Atomic Habits probably needs no introduction, and neither will I bore you with one. All I'll say is that I found a friend in hostel with a copy of the book, and when I went home, I found a physical copy on my Dad's bookshelf (all of us have kindles, and only buy hardcopies of books that we really want a hardcopy of).
So What's the fuss about
Like it's predecessors, Atomic Habits preaches more of the same old myelination tricks
- Don't break the chain
- Condition your environment to make habits you want to adopt easier and those you want to drop harder
- Systems produce results, not goals
- Join groups of people doing the same activity if you want to pick it up, and support systems if you want to drop something eg alcoholics anonymous etc
What sets it apart then? Personally, there are a couple of things that were truly new ideas
- Habit Scorecard: A Habit scorecard is a list of all your daily actions, scored as constructive, neutral or destructive depending on how they influence your life in the long term. Going through the exercise of making a habit scorecard and then rating it showed me a lot of things about my life that I probably shouldn't be pursuing
- Dopamine: The dopamine explanation is probably not new and might be found in the recesses of some medical journal, but props to James for making it Clear. TL;DR Dopamine spikes in anticipation of an activity, and not as a consequence of the activity itself.
- Layers of Behaviour Change: Behaviour change happens at three layers: changing outcomes, processes and identity. It's easiest to change outcomes, but hardest to change identity. However, changing our identity will probably have the most impact.
- Habit Loops: I learnt about habit loops in Hooked by Nir Eyal, but here's a refreshing take on the other side of the coin: While Hooked focused on how to inculcate habits in others for using your products, Atomic Habits focuses on how to exploit the dynamics of the habit loop to make and break habits.
A Habit loop goes from Cue -> Craving -> Response -> Reward. Traversing this loop multiple times creates an association between Cue and Reward. Therefore, to break a habit, we can
- Remove the cues: environmental conditioning, etc
- Reprogram the Cue to a different activity, one with lower reward
The main gist of atomic habits is that small habits are what shape large outcomes, and focusing on marginal improvements on these small habits will cascade to have large effects, kind of like The British Cycling Team did.

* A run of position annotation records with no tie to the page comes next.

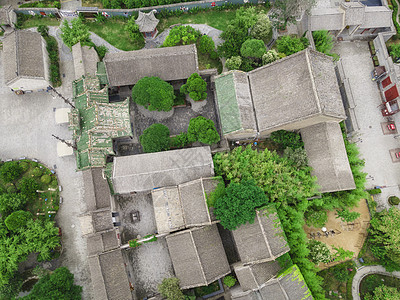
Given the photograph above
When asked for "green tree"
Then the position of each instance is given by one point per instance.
(154, 94)
(384, 292)
(202, 130)
(384, 238)
(262, 29)
(323, 41)
(233, 63)
(253, 48)
(77, 32)
(285, 11)
(346, 216)
(181, 35)
(287, 139)
(270, 57)
(10, 203)
(155, 138)
(289, 45)
(196, 87)
(169, 288)
(319, 252)
(57, 285)
(237, 205)
(206, 44)
(10, 171)
(28, 187)
(17, 220)
(133, 30)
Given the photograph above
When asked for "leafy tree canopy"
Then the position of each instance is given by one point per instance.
(237, 206)
(17, 220)
(290, 45)
(202, 130)
(196, 87)
(155, 138)
(169, 288)
(58, 285)
(77, 32)
(154, 94)
(253, 48)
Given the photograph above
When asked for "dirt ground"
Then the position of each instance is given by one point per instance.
(349, 236)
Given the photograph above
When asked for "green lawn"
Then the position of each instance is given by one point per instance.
(113, 32)
(35, 22)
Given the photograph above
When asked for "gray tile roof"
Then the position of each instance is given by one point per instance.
(295, 88)
(198, 256)
(327, 156)
(234, 102)
(263, 240)
(23, 56)
(97, 191)
(171, 63)
(109, 278)
(144, 172)
(147, 22)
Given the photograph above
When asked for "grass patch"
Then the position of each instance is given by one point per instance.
(370, 282)
(30, 22)
(113, 32)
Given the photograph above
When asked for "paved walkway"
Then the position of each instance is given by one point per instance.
(364, 271)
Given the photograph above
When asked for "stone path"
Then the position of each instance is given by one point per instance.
(203, 28)
(364, 271)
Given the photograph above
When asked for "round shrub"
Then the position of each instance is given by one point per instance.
(10, 171)
(155, 138)
(393, 200)
(46, 179)
(229, 281)
(24, 165)
(37, 172)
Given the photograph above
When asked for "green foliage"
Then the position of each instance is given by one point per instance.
(202, 130)
(57, 285)
(319, 252)
(17, 220)
(196, 87)
(181, 35)
(219, 192)
(77, 32)
(262, 29)
(46, 179)
(10, 203)
(384, 292)
(270, 57)
(154, 94)
(28, 187)
(206, 44)
(233, 63)
(169, 288)
(287, 139)
(253, 48)
(237, 206)
(10, 171)
(346, 216)
(393, 200)
(298, 157)
(290, 45)
(179, 141)
(316, 217)
(229, 281)
(384, 238)
(323, 41)
(155, 138)
(133, 30)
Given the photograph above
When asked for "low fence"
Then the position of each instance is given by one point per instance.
(184, 6)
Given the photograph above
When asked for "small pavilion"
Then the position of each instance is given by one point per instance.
(147, 23)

Badminton and Non-Atomic Habit Building
On another line, I picked up badminton this week. This has definetly been a molecular, maybe even a complex habit compared to the atomic habits James focuses on (see what I did there :)). Overall, I've been playing everyday for over a month (except one sunday when my hip was injured), this form of habit building is a very different flavour compared to what atomic habits preaches
- There was no system in place: I'd go, play, and focus on playing better than before
- It felt great actually exerting my body for a change, and there was dopamine as a result of playing rather than just imagining
- There was no Cue, or rather, most of the times, I was the one generating the cue for my group to come play.
I've probably not done justice to explaining how I built this, but the only way of building habits doesn't have to be marking crosses on a grid everyday (although I do that with badminton, how hypocritical of me). Habits are not always things we do everyday, but rather predictable ways we act in over a period of time.